Immigration levels and housing costs are directly linked. Canada's immigration cuts preceded a 6.6% rent decline.[7] Australia's record immigration preceded a 47% rent surge.[2] The direction of effect is consistent across countries and time periods.
National zoning frameworks enable faster, cheaper construction. Japan's 12-zone system produces permits in 2 months.[8] New Zealand's national Medium Density Standards increased building consents 12% in the first year.[3] Fragmented local control — as practiced in the U.S. — produces the slowest and most expensive permitting in the developed world.
Construction alone is not sufficient if demand continues to grow.

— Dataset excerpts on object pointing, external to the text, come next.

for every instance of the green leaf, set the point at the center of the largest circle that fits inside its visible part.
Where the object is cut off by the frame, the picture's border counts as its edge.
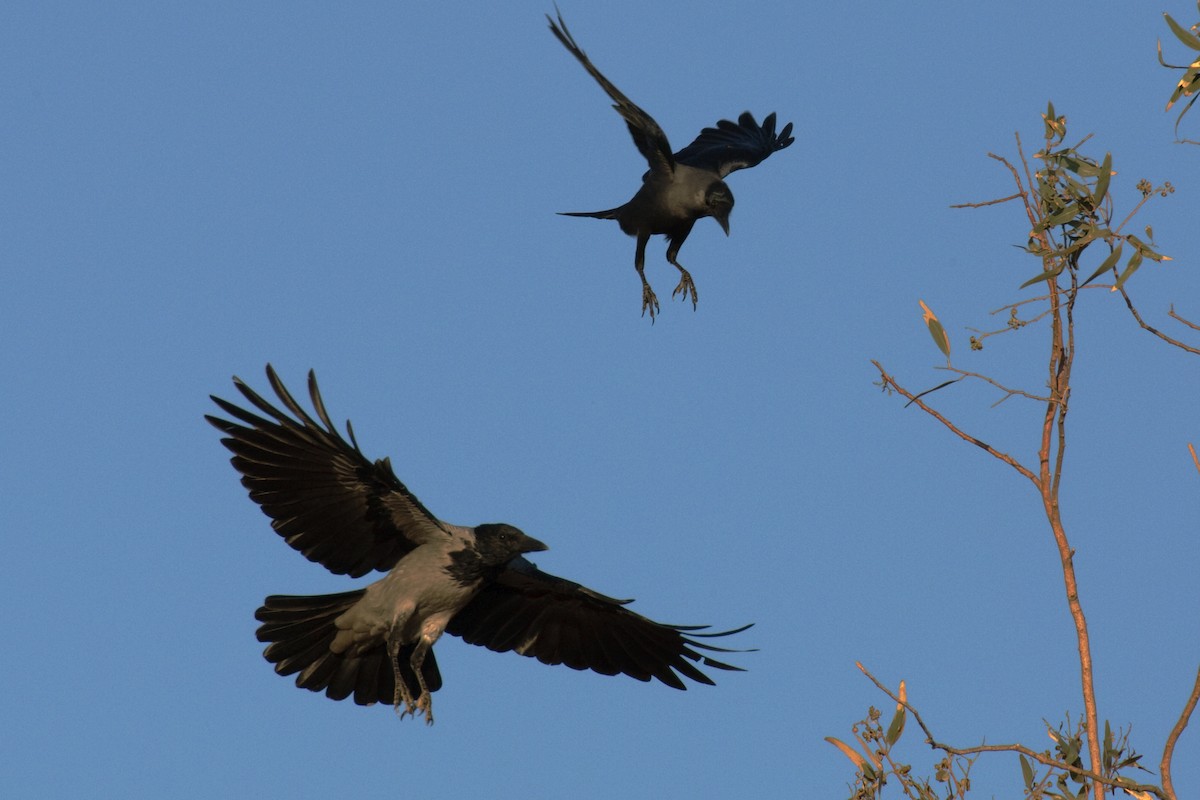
(851, 753)
(940, 338)
(936, 330)
(897, 726)
(1102, 182)
(1044, 276)
(1026, 771)
(1060, 217)
(1131, 268)
(1109, 263)
(1183, 34)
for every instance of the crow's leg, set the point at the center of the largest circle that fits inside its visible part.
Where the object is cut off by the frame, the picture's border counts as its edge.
(401, 693)
(425, 701)
(649, 301)
(687, 286)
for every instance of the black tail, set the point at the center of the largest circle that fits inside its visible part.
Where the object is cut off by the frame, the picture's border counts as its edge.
(300, 630)
(611, 214)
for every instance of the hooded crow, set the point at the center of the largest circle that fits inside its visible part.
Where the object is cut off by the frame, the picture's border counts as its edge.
(353, 516)
(678, 188)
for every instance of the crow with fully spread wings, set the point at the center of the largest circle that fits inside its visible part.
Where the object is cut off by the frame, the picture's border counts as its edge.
(353, 516)
(682, 187)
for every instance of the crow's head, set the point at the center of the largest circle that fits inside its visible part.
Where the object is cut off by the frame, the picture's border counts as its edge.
(499, 543)
(719, 202)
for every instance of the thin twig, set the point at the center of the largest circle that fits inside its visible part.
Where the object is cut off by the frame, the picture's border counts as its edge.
(1008, 392)
(1042, 758)
(1155, 330)
(888, 380)
(979, 205)
(1186, 322)
(1164, 768)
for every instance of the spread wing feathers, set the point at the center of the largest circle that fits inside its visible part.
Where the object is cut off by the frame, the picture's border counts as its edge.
(649, 138)
(300, 631)
(735, 145)
(558, 621)
(323, 495)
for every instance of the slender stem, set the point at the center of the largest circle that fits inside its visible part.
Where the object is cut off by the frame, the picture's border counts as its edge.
(891, 383)
(1164, 768)
(1042, 758)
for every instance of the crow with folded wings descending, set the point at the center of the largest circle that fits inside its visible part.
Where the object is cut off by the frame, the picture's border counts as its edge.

Australia built housing at higher per-capita rates than the United States but could not keep pace with record immigration.[2] Effective policy requires addressing both sides of the supply-demand equation — as the Affordability and Immigration Act proposes.
The United States is the only peer democracy with no comprehensive framework. Every country examined acts on at least three of the five policy areas. The U.S. acts on none at the federal level. The Affordability and Immigration Act would bring the United States in line with international practice.
The Affordability and Immigration Act in International Context
The Act's five proposals — ending corporate ownership of single-family homes, reducing immigration for 10 years, restoring the H-1 visa, ending foreign residential purchases, and increasing housing construction through federal-local partnerships — are not without precedent. They draw on proven approaches from peer democracies, adapted to U.S. conditions. The question is not whether these policies can work. The evidence shows they do. The question is whether the United States will adopt them.